Here's a story with an imbedded solution:
I like to think about what the writer Ron Carlson once said at an AWP conference. So, he starts a novel. He writes the first paragraph of the first page. It's magnificent. He's so happy. He's on his way! Good job writer, high fives all around, etc. So what does the writer do next?
Well, he wants to leave the room and go out and celebrate for the next decade. But instead, he does something that separates the writers from the non-writers.
He stays in the room.
I think about this when I'm filled with ambition at the idea of a new project or I write the first lines of a poem of a formidable business plan and then close the document to do a jig right out of the room.
So here's today's suggestion: Stay in the room. Even when your idea feels like too much work, impossible, crazy and you want to abandon the entire world as you know because it's too uncomfortable. Stay in the room.
Many of us hear about writers who simply show up for an hour or two to write. Some days words come, some days they are simply filling the space. But it's a really important act, their showing up. Their not leaving the room.

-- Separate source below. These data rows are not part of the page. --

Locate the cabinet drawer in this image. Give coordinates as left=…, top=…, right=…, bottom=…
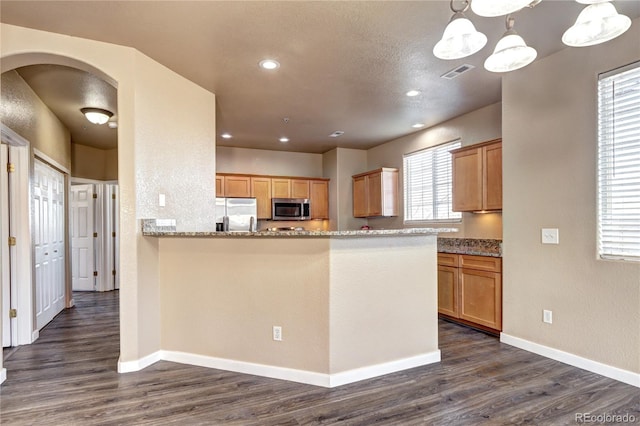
left=460, top=255, right=501, bottom=272
left=437, top=253, right=459, bottom=267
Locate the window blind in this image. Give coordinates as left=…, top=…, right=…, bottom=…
left=597, top=62, right=640, bottom=261
left=404, top=139, right=462, bottom=222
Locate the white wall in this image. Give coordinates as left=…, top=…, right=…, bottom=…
left=1, top=23, right=217, bottom=366
left=502, top=19, right=640, bottom=375
left=217, top=146, right=323, bottom=177
left=366, top=103, right=503, bottom=238
left=323, top=148, right=368, bottom=231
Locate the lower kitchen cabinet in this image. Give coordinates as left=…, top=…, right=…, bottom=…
left=437, top=253, right=502, bottom=333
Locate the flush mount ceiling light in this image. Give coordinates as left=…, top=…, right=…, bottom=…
left=471, top=0, right=537, bottom=17
left=484, top=15, right=537, bottom=73
left=433, top=0, right=487, bottom=60
left=259, top=59, right=280, bottom=70
left=562, top=1, right=631, bottom=47
left=279, top=137, right=289, bottom=143
left=80, top=107, right=113, bottom=125
left=107, top=121, right=118, bottom=129
left=221, top=133, right=232, bottom=139
left=406, top=90, right=421, bottom=97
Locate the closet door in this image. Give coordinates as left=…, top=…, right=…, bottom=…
left=34, top=159, right=66, bottom=330
left=71, top=184, right=95, bottom=291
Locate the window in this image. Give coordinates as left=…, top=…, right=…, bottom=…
left=404, top=139, right=462, bottom=223
left=597, top=62, right=640, bottom=261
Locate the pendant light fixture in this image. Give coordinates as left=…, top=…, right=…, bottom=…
left=80, top=107, right=113, bottom=125
left=471, top=0, right=536, bottom=17
left=484, top=15, right=537, bottom=73
left=562, top=1, right=631, bottom=47
left=433, top=0, right=487, bottom=60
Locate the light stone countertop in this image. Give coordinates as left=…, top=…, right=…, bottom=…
left=141, top=219, right=457, bottom=238
left=437, top=237, right=503, bottom=257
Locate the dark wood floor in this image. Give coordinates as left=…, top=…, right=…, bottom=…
left=1, top=291, right=639, bottom=425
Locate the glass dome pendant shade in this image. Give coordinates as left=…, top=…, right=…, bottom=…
left=433, top=12, right=488, bottom=60
left=484, top=17, right=537, bottom=73
left=471, top=0, right=535, bottom=17
left=562, top=2, right=631, bottom=47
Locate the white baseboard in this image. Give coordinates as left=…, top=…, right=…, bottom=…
left=118, top=349, right=441, bottom=388
left=0, top=368, right=6, bottom=385
left=117, top=351, right=162, bottom=373
left=329, top=351, right=441, bottom=388
left=31, top=330, right=39, bottom=343
left=500, top=333, right=640, bottom=388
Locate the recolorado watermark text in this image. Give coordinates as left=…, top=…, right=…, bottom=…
left=575, top=413, right=636, bottom=424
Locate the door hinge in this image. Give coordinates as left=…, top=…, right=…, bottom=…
left=8, top=236, right=16, bottom=246
left=7, top=162, right=15, bottom=173
left=112, top=193, right=116, bottom=199
left=93, top=232, right=98, bottom=238
left=93, top=193, right=97, bottom=199
left=93, top=271, right=98, bottom=277
left=112, top=232, right=116, bottom=238
left=112, top=270, right=116, bottom=276
left=9, top=308, right=17, bottom=318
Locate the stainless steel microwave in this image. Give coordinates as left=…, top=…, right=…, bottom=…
left=272, top=198, right=310, bottom=221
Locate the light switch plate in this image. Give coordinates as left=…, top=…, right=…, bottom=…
left=159, top=193, right=166, bottom=207
left=541, top=228, right=559, bottom=244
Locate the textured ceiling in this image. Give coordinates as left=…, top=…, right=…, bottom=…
left=1, top=1, right=639, bottom=153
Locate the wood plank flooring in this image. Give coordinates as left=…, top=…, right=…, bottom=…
left=1, top=291, right=638, bottom=425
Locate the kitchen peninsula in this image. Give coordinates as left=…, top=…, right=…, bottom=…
left=142, top=220, right=455, bottom=387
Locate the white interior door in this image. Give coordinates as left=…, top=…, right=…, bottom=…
left=71, top=184, right=95, bottom=291
left=1, top=144, right=10, bottom=347
left=34, top=159, right=66, bottom=330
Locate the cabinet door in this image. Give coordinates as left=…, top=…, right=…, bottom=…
left=216, top=175, right=224, bottom=197
left=291, top=179, right=310, bottom=199
left=367, top=173, right=382, bottom=216
left=452, top=148, right=482, bottom=212
left=459, top=269, right=502, bottom=330
left=438, top=265, right=459, bottom=318
left=310, top=180, right=329, bottom=219
left=352, top=176, right=367, bottom=218
left=380, top=169, right=398, bottom=217
left=224, top=175, right=251, bottom=198
left=251, top=177, right=272, bottom=219
left=483, top=142, right=502, bottom=211
left=271, top=178, right=291, bottom=198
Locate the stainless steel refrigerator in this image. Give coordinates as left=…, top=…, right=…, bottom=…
left=215, top=197, right=258, bottom=232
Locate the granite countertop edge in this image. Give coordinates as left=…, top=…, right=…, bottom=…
left=143, top=228, right=459, bottom=238
left=437, top=237, right=503, bottom=258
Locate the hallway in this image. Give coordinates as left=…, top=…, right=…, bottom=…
left=1, top=291, right=638, bottom=425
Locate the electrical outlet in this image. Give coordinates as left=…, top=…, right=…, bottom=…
left=541, top=228, right=559, bottom=244
left=543, top=310, right=553, bottom=324
left=273, top=326, right=282, bottom=341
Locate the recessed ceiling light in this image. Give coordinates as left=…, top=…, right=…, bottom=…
left=412, top=123, right=425, bottom=128
left=107, top=121, right=118, bottom=129
left=259, top=59, right=280, bottom=70
left=406, top=90, right=421, bottom=97
left=279, top=137, right=289, bottom=143
left=329, top=131, right=344, bottom=138
left=221, top=133, right=232, bottom=139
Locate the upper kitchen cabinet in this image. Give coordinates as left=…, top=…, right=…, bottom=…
left=216, top=175, right=224, bottom=197
left=451, top=139, right=502, bottom=212
left=250, top=177, right=272, bottom=219
left=310, top=180, right=329, bottom=219
left=271, top=178, right=311, bottom=199
left=352, top=168, right=398, bottom=218
left=223, top=174, right=252, bottom=198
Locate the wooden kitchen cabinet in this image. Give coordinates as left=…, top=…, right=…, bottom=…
left=291, top=179, right=310, bottom=199
left=437, top=253, right=502, bottom=333
left=310, top=180, right=329, bottom=219
left=250, top=177, right=272, bottom=219
left=216, top=175, right=224, bottom=197
left=223, top=175, right=252, bottom=198
left=271, top=178, right=291, bottom=198
left=451, top=139, right=502, bottom=212
left=352, top=168, right=398, bottom=218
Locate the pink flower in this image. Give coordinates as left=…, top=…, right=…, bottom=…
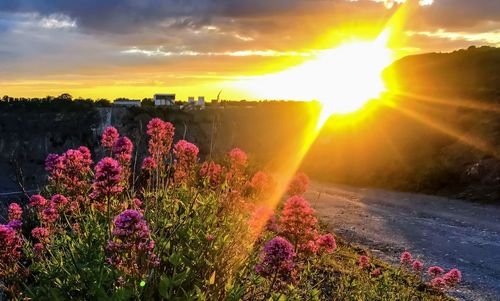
left=206, top=234, right=215, bottom=241
left=72, top=223, right=81, bottom=234
left=33, top=243, right=44, bottom=256
left=102, top=126, right=119, bottom=149
left=317, top=233, right=337, bottom=254
left=428, top=266, right=445, bottom=278
left=228, top=148, right=248, bottom=170
left=45, top=147, right=93, bottom=195
left=41, top=202, right=59, bottom=224
left=8, top=203, right=22, bottom=221
left=51, top=194, right=68, bottom=210
left=147, top=118, right=174, bottom=163
left=400, top=251, right=412, bottom=266
left=250, top=171, right=273, bottom=197
left=443, top=269, right=462, bottom=287
left=31, top=227, right=50, bottom=244
left=255, top=236, right=295, bottom=279
left=371, top=268, right=382, bottom=277
left=29, top=194, right=48, bottom=208
left=91, top=157, right=123, bottom=199
left=113, top=136, right=133, bottom=164
left=412, top=260, right=424, bottom=273
left=141, top=156, right=157, bottom=171
left=173, top=140, right=199, bottom=184
left=431, top=277, right=446, bottom=290
left=199, top=161, right=223, bottom=187
left=0, top=224, right=23, bottom=276
left=359, top=255, right=370, bottom=269
left=287, top=172, right=309, bottom=196
left=279, top=196, right=318, bottom=246
left=107, top=210, right=157, bottom=276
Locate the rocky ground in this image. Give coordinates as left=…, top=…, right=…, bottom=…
left=305, top=182, right=500, bottom=301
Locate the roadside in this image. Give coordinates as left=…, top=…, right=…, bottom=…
left=305, top=182, right=500, bottom=301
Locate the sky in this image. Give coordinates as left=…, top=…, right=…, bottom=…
left=1, top=0, right=500, bottom=100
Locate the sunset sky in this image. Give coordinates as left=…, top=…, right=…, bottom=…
left=1, top=0, right=499, bottom=100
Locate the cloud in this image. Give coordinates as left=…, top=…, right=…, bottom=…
left=121, top=47, right=315, bottom=57
left=38, top=14, right=76, bottom=29
left=407, top=29, right=500, bottom=47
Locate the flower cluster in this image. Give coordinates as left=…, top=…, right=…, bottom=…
left=91, top=157, right=123, bottom=199
left=199, top=161, right=223, bottom=187
left=173, top=140, right=199, bottom=184
left=228, top=148, right=248, bottom=170
left=250, top=171, right=273, bottom=198
left=400, top=251, right=412, bottom=266
left=101, top=126, right=119, bottom=150
left=396, top=251, right=462, bottom=290
left=255, top=236, right=295, bottom=279
left=141, top=156, right=157, bottom=172
left=0, top=224, right=23, bottom=277
left=317, top=233, right=337, bottom=254
left=279, top=195, right=318, bottom=250
left=8, top=203, right=23, bottom=221
left=359, top=255, right=370, bottom=269
left=147, top=118, right=174, bottom=164
left=107, top=210, right=158, bottom=277
left=31, top=227, right=50, bottom=245
left=287, top=172, right=309, bottom=196
left=113, top=136, right=133, bottom=164
left=45, top=146, right=93, bottom=195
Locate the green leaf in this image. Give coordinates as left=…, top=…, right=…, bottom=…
left=168, top=252, right=182, bottom=267
left=159, top=276, right=171, bottom=299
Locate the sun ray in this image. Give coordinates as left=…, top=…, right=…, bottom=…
left=389, top=102, right=499, bottom=157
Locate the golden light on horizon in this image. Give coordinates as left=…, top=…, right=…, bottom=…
left=229, top=30, right=394, bottom=127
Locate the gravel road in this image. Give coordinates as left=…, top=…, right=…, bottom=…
left=304, top=182, right=500, bottom=301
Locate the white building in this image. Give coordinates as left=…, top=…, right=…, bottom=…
left=154, top=94, right=176, bottom=106
left=113, top=99, right=141, bottom=107
left=197, top=96, right=205, bottom=108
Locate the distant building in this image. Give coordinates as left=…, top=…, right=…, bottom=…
left=154, top=94, right=176, bottom=106
left=113, top=99, right=141, bottom=107
left=187, top=96, right=195, bottom=104
left=197, top=96, right=205, bottom=108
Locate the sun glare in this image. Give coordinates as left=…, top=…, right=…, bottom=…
left=231, top=30, right=393, bottom=127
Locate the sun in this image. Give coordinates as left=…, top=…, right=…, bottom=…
left=229, top=30, right=393, bottom=126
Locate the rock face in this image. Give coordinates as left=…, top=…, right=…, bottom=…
left=0, top=103, right=313, bottom=196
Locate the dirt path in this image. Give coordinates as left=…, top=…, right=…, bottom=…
left=304, top=182, right=500, bottom=301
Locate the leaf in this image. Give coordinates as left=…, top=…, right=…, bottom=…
left=209, top=271, right=216, bottom=285
left=158, top=276, right=170, bottom=299
left=168, top=252, right=182, bottom=267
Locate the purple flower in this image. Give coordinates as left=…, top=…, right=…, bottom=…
left=7, top=220, right=23, bottom=231
left=255, top=236, right=295, bottom=278
left=113, top=136, right=133, bottom=164
left=107, top=210, right=157, bottom=276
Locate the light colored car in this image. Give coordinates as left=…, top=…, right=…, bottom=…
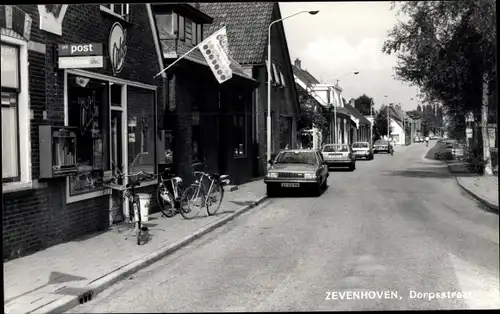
left=352, top=142, right=373, bottom=160
left=414, top=136, right=422, bottom=143
left=373, top=140, right=393, bottom=154
left=264, top=149, right=329, bottom=196
left=321, top=144, right=356, bottom=170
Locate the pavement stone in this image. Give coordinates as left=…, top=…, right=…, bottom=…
left=3, top=179, right=266, bottom=314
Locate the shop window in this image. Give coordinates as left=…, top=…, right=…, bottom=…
left=2, top=41, right=30, bottom=190
left=100, top=4, right=129, bottom=20
left=192, top=110, right=202, bottom=162
left=155, top=12, right=177, bottom=40
left=127, top=86, right=156, bottom=175
left=67, top=75, right=110, bottom=196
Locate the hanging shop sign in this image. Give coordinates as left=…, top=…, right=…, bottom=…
left=58, top=43, right=104, bottom=69
left=108, top=22, right=127, bottom=76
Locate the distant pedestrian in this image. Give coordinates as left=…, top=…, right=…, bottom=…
left=425, top=136, right=430, bottom=147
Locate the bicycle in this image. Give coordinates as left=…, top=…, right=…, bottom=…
left=156, top=168, right=184, bottom=218
left=180, top=170, right=231, bottom=219
left=104, top=169, right=156, bottom=245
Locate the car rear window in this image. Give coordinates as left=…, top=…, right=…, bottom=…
left=323, top=145, right=349, bottom=152
left=352, top=143, right=368, bottom=148
left=275, top=151, right=318, bottom=165
left=374, top=140, right=388, bottom=145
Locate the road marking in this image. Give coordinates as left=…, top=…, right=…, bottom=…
left=448, top=252, right=500, bottom=309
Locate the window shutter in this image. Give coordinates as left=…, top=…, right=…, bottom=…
left=178, top=15, right=185, bottom=40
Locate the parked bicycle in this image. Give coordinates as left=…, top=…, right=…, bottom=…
left=180, top=170, right=231, bottom=219
left=156, top=168, right=184, bottom=218
left=105, top=169, right=156, bottom=245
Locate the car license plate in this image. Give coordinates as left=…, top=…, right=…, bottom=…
left=281, top=183, right=299, bottom=188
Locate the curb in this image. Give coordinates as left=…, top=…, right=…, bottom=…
left=36, top=195, right=269, bottom=314
left=454, top=178, right=499, bottom=213
left=445, top=161, right=499, bottom=213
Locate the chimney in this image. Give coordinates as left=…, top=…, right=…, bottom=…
left=294, top=58, right=301, bottom=69
left=349, top=99, right=355, bottom=106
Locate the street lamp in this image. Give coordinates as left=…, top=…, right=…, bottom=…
left=335, top=71, right=359, bottom=86
left=267, top=10, right=319, bottom=163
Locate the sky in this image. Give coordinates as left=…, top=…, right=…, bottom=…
left=279, top=1, right=421, bottom=112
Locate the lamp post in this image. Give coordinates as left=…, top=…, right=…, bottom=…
left=267, top=10, right=319, bottom=163
left=370, top=98, right=374, bottom=148
left=335, top=71, right=359, bottom=86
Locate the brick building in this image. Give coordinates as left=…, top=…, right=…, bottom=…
left=151, top=3, right=258, bottom=185
left=200, top=2, right=301, bottom=177
left=1, top=4, right=166, bottom=260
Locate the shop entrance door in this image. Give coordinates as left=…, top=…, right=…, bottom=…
left=108, top=83, right=127, bottom=224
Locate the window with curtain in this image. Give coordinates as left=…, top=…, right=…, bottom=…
left=1, top=43, right=20, bottom=183
left=178, top=15, right=185, bottom=40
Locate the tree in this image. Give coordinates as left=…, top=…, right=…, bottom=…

Sometimes showing up is the most important part of the day.
Recently I've had the privilege to speak with many people who are embarking on new projects, adventures, businesses, dreams. These new great ideas are ones they're excited about but also overwhelmed by. And staying in the room without fleeing into the streets of oncoming traffic can be challenging.
So, how can you stay in the room with your great idea, your project, your self?
Today I'm going to sit at my computer and pick away at my action items, one brick at a time. I have a motto I'm test-driving: Doing is freeing. So, I am going to sit in the room with my ideas and dreams and To Do list (oops, recently renamed Forget-me-not list) and see if the wall comes down a bit. And if I can just hang out in this room for a while.
How about you? What happens when you stay in the room of your Great Idea and dismantle the wall so you can forge ahead?
Tangent flash: I just remembered a dream last night that involved a delinquent road trip with Matt Damon and Ben Affleck!